Snowdrops of different colors. The most beautiful snowdrops in the world: views, photos

by The Wild Mistress's Notes

Valenki are overgrown, matured and gray men's socks.

A man drinks in three cases: when it is bad - from grief, when it is good - from joy and when everything is normal - from boredom.

Sometimes exactly the same actions lead to completely different results. For example, if a man washes, he looks better. And if a woman washes?

No, I’m not cheerful, I’m already hysterical ...

It is impossible to find out anything from a woman at any age: the girl's memory smoothly turns into female secrets, and they, in turn, into senile sclerosis.

Paradise is any place on Earth without alarms, Mondays, and bosses.

Every self-respecting man should know two phrases: "Let him devour! And Let him devour calmly!"

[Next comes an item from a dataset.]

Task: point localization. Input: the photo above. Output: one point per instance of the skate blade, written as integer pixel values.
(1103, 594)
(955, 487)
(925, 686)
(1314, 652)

Again, the year of the name of some next cattle is coming ... And so I wanted to live like a human being!

A person spends 30% of his life in a dream. The rest 70 wants to sleep ...

Every man dreams of a woman whom he could love, respect and deceive.

As soon as you sit down to work, someone will definitely wake you up.

Two evils, you say? Also me, assortment!

Conscience was invented by evil people so that it would torment the good.

A young beautiful woman is a miracle of nature. An elderly beautiful woman is a miracle of art.

Careers are more difficult for women, because they do not have a wife to push them forward.

A woman is such a subtle creature that she begins to feel sorry for you a few days before her betrayal.

An honest woman is a woman who never lies, unless, of course, it is about her age, her weight and her husband's earnings.

Unfortunately, a woman of indefinite age can be up to a certain age.

All women are young, but some are younger than others.

You cannot trust a woman who does not hide her age. Such a woman does not hesitate to say anything.

Women do not forgive us for our mistakes - or even their own.

Women truly believe that they dress up for our pleasure, or for their own. They actually dress up to surprise each other.

He is unbearable - it is impossible for him to prove him wrong if he is right.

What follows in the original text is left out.